Confused, Arjuna asks why Krishna seems to advocate the path of knowledge and understanding while pushing Arjuna to do action. Krishna then explains two paths: knowledge (Sankhya or jnana) and action (karma). Some people are suited to the first path, and others to the second. Krishna proposes that right action is another form of worship and that only by doing necessary and right action can the Self find freedom. Right action from "great men" also sets a standard for ordinary people to follow. Krishna notes that he himself engages in action despite needing or desiring nothing. If he were to stop, humankind would follow his example and fall into the trap of inaction. Krishna also encourages Arjuna to take the egocentric I out of his actions and avoid the trap of thinking "I am the doer" of any action. Instead, Arjuna should understand that action is simply the gunas acting upon the gunas. Krishna insists that "it is better to do your own duty / badly, than to perfectly do / another's."

Arjuna then asks Krishna what drives men to evil action. Krishna explains they are driven by the guna called rajas, or the quality that includes passion and violence. The presence of too much of this guna causes people to act out of desire and anger, thus causing evil action. To avoid this, Krishna insists, the mind must be stronger than the senses and understanding of the Self stronger than the mind.


To understand why some people are born to take the path of action while others the path of understanding, it is important to return to the caste system. Arjuna, being of the warrior caste, is suited to the path of action through his birth. Someone of the Brahmin, or priest, caste would likely be suited to the yoga of knowledge and understanding, practiced in meditation and the study of scripture.

Central to Krishna's explanation of action versus inaction or wrong action is the concept of the three gunas. Guna can be translated as "quality" or "trait," and the three gunas are the three primary qualities of all existence. They are sattva: purity and constructiveness; rajas: passion; and tamas: darkness and destruction. An imbalance of these qualities results in an imbalanced world. In the example Krishna uses, a person with too much rajas will be ruled by passion and ego and thus engage in evil or wrong action.

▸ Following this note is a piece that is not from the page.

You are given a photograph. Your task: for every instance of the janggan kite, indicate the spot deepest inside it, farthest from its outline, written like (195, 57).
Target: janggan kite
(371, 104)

The concept of duty is central to Krishna's discussion and the worldview of the individuals involved. "Duty" is the rough translation of the Sanskrit word dharma, which can be explained as an all-encompassing ideology that includes ritual and moral behavior. As Krishna explains in these verses, neglect of dharma "would have bad social and personal consequences." Arjuna attempts to honor his dharma to the best of his ability. He struggles to understand where his true duty lies and how he can best perform "worship" in this situation. Krishna explains that Arjuna's duty and worship lie in following through on his dharma, which, as a warrior, is to fight the battle in front of him.